James Bullard, president of the Federal Reserve Bank of St. Louis, has been a vocal contrarian on the need for immediate stimulus. “There may be enough resources right now, at least for 2020,” he said late last month at virtual community banking conference. “You could probably wait until next year and then you could assess the situation.”

Several reports last week showed the rebound slowing or presented warning signs for the future.
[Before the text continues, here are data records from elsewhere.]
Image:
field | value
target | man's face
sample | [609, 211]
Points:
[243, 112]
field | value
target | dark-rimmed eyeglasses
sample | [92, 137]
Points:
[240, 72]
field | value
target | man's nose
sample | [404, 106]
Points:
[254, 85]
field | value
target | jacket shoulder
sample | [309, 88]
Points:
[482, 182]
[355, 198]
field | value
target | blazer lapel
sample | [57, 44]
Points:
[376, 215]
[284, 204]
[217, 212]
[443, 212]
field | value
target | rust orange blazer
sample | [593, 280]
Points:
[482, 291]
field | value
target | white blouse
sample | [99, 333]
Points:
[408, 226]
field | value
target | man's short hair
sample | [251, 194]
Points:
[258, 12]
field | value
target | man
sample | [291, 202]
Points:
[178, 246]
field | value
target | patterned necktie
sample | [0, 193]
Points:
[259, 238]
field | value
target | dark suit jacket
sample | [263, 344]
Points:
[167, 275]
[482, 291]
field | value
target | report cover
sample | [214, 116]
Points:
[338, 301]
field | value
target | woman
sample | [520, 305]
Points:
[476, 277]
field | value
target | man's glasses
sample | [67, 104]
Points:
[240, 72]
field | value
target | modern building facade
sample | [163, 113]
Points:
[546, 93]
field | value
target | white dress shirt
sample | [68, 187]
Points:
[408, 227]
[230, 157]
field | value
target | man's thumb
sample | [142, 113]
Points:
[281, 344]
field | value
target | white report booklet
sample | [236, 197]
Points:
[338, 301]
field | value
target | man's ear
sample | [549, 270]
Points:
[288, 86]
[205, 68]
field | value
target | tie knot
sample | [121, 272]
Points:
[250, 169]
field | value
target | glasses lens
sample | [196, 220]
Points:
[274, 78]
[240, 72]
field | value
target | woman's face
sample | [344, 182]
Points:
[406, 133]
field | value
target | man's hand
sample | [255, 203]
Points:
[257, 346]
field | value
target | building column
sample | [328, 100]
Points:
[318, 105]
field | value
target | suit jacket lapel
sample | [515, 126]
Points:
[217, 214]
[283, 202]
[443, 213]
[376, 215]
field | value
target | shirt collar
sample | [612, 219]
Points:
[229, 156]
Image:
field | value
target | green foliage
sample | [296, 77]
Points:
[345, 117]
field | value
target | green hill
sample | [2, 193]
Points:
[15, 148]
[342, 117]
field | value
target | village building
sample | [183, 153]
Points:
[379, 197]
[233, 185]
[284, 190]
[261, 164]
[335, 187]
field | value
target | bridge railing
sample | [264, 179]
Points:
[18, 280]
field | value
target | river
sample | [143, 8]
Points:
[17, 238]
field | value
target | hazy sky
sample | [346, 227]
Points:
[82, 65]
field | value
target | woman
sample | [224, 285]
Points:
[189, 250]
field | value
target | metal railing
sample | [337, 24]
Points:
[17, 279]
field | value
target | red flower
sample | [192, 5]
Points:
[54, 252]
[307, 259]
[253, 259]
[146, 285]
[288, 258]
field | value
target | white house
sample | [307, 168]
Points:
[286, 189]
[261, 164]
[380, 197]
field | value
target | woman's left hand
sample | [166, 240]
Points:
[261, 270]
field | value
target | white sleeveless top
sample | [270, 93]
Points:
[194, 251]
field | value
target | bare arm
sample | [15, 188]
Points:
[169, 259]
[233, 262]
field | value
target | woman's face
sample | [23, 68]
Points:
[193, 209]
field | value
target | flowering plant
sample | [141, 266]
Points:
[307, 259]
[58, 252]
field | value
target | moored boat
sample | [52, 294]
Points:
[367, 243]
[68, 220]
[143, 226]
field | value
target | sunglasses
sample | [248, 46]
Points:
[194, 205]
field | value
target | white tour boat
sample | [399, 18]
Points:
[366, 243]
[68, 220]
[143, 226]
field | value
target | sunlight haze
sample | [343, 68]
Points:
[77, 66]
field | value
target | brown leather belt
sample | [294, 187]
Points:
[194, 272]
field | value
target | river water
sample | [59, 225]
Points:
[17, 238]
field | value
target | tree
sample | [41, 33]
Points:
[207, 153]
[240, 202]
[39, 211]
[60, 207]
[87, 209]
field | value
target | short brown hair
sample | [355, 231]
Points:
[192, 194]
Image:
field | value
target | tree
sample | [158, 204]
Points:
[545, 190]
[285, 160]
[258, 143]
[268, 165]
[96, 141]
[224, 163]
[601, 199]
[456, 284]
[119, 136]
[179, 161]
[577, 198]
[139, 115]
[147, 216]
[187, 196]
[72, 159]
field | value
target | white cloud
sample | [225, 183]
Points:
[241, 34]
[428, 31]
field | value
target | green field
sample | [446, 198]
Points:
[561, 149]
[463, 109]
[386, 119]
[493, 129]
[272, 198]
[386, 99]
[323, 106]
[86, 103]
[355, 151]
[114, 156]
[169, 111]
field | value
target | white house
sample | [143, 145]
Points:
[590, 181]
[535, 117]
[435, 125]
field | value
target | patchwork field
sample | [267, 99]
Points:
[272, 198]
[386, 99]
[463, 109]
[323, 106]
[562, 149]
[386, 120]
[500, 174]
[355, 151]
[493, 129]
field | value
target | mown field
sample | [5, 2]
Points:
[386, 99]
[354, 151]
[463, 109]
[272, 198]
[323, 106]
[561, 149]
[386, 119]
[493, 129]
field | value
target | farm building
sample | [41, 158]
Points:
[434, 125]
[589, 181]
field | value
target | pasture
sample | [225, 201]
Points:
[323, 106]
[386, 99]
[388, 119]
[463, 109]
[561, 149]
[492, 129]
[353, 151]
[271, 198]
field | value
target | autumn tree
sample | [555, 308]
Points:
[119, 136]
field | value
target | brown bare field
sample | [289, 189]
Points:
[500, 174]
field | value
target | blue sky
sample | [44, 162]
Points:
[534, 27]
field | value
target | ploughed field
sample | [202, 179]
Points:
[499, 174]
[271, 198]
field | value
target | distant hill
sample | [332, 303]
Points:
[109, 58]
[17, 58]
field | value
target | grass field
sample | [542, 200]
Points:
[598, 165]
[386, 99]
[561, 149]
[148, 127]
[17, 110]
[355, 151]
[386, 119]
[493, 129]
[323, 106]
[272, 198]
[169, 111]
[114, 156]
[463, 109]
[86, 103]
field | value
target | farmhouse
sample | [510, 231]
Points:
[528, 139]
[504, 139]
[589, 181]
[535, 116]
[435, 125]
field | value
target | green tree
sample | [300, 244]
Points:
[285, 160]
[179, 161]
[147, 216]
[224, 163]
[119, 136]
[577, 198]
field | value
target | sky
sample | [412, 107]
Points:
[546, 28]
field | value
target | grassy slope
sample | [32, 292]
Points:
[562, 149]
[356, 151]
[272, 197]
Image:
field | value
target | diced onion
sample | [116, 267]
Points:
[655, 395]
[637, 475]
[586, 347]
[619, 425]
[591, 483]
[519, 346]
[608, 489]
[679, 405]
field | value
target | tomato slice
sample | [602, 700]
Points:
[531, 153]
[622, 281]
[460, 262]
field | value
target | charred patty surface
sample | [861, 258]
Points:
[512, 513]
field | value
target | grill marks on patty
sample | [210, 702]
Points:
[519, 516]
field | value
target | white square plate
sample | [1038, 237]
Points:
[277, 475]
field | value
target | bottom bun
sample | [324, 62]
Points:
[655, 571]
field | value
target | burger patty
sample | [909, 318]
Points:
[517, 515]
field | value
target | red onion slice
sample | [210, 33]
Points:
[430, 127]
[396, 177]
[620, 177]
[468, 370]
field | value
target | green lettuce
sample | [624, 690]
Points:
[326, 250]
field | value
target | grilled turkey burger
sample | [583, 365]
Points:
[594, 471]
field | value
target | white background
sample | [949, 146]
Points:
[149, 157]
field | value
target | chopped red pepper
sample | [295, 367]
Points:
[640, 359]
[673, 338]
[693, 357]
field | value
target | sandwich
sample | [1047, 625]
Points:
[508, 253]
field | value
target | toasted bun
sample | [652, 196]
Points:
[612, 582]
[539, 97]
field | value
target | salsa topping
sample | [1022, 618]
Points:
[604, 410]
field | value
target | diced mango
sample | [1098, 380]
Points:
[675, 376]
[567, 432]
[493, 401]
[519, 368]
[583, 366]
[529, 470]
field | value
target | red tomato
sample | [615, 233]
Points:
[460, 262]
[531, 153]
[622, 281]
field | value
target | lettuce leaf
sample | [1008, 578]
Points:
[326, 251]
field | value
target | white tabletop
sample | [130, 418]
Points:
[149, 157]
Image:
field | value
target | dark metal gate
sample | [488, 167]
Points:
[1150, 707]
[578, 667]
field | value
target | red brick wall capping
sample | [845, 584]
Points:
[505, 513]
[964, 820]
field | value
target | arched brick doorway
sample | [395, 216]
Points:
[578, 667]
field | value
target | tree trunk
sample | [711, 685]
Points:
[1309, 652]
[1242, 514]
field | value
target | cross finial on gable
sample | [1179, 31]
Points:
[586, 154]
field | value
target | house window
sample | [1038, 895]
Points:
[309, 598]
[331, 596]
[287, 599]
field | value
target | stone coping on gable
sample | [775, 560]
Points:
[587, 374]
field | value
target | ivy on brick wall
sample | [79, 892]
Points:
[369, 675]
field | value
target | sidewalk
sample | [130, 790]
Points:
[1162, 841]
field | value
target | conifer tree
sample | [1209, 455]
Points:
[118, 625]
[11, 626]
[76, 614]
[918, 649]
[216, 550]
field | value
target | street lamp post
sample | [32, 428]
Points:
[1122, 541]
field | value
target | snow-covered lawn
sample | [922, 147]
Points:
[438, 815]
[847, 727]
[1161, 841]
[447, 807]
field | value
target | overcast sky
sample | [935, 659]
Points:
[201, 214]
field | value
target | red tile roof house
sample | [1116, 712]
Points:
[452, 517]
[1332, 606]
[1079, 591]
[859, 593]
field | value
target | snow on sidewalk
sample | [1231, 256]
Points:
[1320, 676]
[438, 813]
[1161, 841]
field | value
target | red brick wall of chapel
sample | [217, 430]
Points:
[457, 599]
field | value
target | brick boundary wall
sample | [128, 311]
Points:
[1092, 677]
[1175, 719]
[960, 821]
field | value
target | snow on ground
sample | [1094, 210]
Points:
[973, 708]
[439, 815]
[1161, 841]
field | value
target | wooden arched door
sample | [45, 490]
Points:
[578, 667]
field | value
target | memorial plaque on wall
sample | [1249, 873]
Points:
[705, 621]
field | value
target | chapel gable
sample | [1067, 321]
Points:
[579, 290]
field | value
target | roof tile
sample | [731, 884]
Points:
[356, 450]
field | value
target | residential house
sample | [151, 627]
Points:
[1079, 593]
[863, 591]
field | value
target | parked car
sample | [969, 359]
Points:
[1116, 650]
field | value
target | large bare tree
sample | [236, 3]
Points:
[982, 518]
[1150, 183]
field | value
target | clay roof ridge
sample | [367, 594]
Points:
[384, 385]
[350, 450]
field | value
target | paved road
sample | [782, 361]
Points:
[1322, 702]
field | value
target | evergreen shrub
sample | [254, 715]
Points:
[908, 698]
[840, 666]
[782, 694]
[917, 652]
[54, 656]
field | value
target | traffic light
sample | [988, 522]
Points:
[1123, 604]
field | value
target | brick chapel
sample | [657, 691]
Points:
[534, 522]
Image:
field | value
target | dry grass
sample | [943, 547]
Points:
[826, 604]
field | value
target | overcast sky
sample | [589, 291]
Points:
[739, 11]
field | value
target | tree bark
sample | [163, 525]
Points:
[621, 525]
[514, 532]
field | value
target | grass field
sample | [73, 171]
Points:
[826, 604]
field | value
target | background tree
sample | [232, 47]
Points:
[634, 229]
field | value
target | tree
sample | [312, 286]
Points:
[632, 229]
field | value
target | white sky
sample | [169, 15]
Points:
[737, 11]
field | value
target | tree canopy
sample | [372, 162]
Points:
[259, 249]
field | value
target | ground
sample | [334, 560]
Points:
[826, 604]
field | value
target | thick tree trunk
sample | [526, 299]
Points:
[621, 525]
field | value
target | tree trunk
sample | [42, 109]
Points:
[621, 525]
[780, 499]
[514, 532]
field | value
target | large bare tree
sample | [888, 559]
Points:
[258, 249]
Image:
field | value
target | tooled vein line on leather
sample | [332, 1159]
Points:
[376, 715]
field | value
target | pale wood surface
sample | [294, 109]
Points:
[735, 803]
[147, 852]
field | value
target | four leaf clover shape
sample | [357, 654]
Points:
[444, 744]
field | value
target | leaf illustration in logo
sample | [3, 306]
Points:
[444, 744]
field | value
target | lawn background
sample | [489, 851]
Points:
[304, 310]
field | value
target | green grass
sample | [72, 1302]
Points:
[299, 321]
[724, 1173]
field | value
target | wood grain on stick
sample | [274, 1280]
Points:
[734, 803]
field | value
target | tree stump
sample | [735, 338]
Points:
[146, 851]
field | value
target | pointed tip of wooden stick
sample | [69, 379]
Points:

Employers added fewer jobs than forecast in September and many Americans quit looking for work. Weekly filings for unemployment claims remain well above pre-pandemic levels and Americans’ incomes fell in August following the end of supplemental jobless benefits.

Also last week, American Airlines Group Inc. and United Airlines Holdings Inc. said they would start laying off 32,000 workers, blaming expiring government aid, the latest in a drumbeat of mass job cuts. Walt Disney Co. is slashing 28,000 workers while Allstate Corp., the fourth-largest car insurer in the U.S., said it will cut about 3,800 jobs, roughly 8% of its workforce.

Corporate executives expressed dismay over the halt in talks.

“It’s serious damage and obviously a lot of pain that’s going to extend through the end of the year and into the holiday season,” said Aneta Markowska, chief U.S. financial economist at Jefferies LLC. “As far as having a lasting consequence for the economy, that depends on what happens in January.”

Americans who are unemployed are jobless for longer period of time
Even before Trump’s announcement, the long deadlock over stimulus had already led many economists, including the teams at Goldman Sachs Group Inc. and JPMorgan Chase & Co., to write off the prospects of new steps before the election -- and lower their economic growth forecasts for the current quarter.

The focus has shifted to the spending measures that might get passed under whatever combination of White House and congressional control emerges from the Nov. 3 vote.

Many Wall Street analysts say a Democratic sweep would deliver the biggest fiscal boost to the economy -- because lawmakers will probably approve a big virus-relief bill right after taking office, while Democratic candidate Joe Biden is promising higher government spending than Trump.

In the shorter term, though, the economic effect is simple math: Less money flowing into the bank accounts of Americans and small businesses means less money to spend on goods and services and a diminished ability for employers to keep workers on staff.

“What we’re looking at is a likelihood of a slowing in consumption and it puts the extent of the recovery at risk,” said Joel Naroff, president and chief economist at Naroff Economics LLC.